By 11:30 we were on the straight road into Piacenza. By 12:30 we were guiltily enjoying a lunch at the Piacenza McDonald’s. By 1:30 we were having a beer at Piazza Duomo in the heart of Piacenza. By 2:00 we were settling into the rambling apartment at the B&B which is our home for tonight. And by 4:30 when I get my credential stamped at the cathedral I will no longer be a pilgrim.
Although my feet thank me for ending today, this ending is different from all the others walks I’ve made. Since Piacenza is just another stop along the way, not a pilgrimage destination, there’s no special welcome, no certificate of completion that certifies and celebrates my 478 km walk. Today I said to myself, “I’m walking home,” and that’s the best reward for arriving here at last year’s beginning which is this year’s ending. That, and the pride of now having walked about two-thirds of one of the world’s longest and most historic pilgrim routes.
Tonight, Charles, Morgan and I dine in the Duomo Piazza trattoria and tomorrow morning I say goodbye to this sweet Canadian who’s been my collaborator for about the last ten days. I wish him the very best as he gets ever nearer his joyful entry into the Eternal City. (To continue with me beyond Piacenza, click here)
Hiking Notes: the bridge closure is not really a problem if you follow the directions. While there is an option to skip the ferry and cross the “new” bridge to Piacenza, both Charles and I found the boat crossing to be very meaningful and we’d do it this way again. There’s no pilgrim hostel inside Piacenza proper, and walking 4km beyond to find Piacenza’s suburban ostello seems a little extreme. In a town of this size and quality it’s worth it to splurge and stay in a B&B
Canterbury to Lausanne next year?
Congratulations on completing this segment of the Canterbury to Rome pilgrimage. I have enjoyed reading each day’s post and will miss them and the lovely photography. Assume you will be connecting with your son and Theresa shortly. That should be a lovely way to end this year’s journey.
Interesting to follow you again this year. Me and my wife walked Fidenza to Rome during June and July and found it quite hard compared to Camino de Santiago.
I found it comforting when you wrote about the “designers” making the route go outside many villages, misssing a lot of possibilities for food, and sometimes using unnecessary detours up the moutainsides. We also followed the bike path at occassions and gained a lot of miles but to the price of tarmac routes.
Thank You Sandy for all your posts. If you can not inspire us all to be pilgrims, no one can. It has been a true joy following you every day on your journey.
Hi Sandy: Would there be a way to follow Charles, perhaps? Thank you.

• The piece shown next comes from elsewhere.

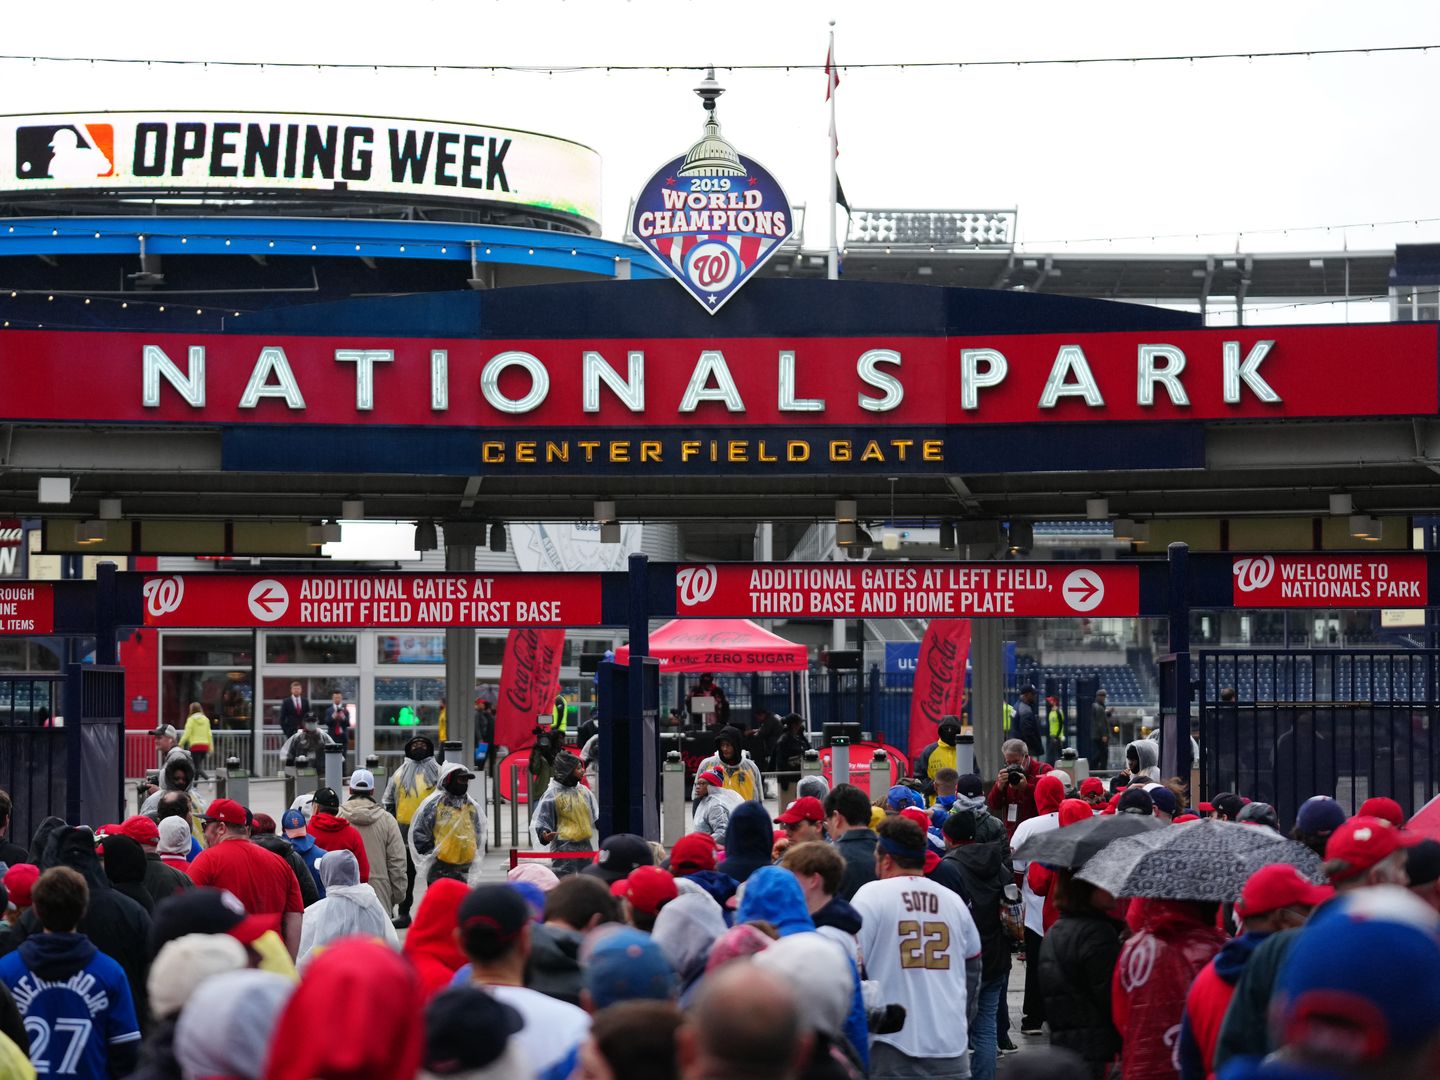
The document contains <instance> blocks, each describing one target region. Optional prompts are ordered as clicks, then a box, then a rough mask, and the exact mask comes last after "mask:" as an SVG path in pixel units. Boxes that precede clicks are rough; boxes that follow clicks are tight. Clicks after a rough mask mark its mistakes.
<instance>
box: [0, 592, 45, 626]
mask: <svg viewBox="0 0 1440 1080" xmlns="http://www.w3.org/2000/svg"><path fill="white" fill-rule="evenodd" d="M53 631H55V592H53V589H50V586H49V585H35V583H33V582H13V583H4V582H0V635H4V634H52V632H53Z"/></svg>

Charles posts daily on Facebook. Once you take the FB plunge you can find him there.
Does Charles have a surname? How would I find him at the daunting FB site? Do I have to go through any rituals? I really do want to follow Charles somehow. Help…
His surname is Collin. Charles Collin. Good luck!
Thanks for sharing the highs and lows of your walk, all with good humour and great accompanying photos. I can’t wait to follow you on your next adventure and step out on my own VF walk next August.Take care. Mel
Many thanks Sandy for your intresting descriptions. For me it is not easy to understand all the jokes and may be tipical american expressions, but anyway good moments to feel your way you see Europe and to repeat my poor english knowledges.
Last year i completed my via jacobi (Konstanz-Finisterra) with the Part in France => Condom to St. Jean Pied de Port. Kind regards from Switzerland, Martin
Thanks Sandy, I have looked forward to your posts each day and have enjoyed them very much! We are feeling inspired again!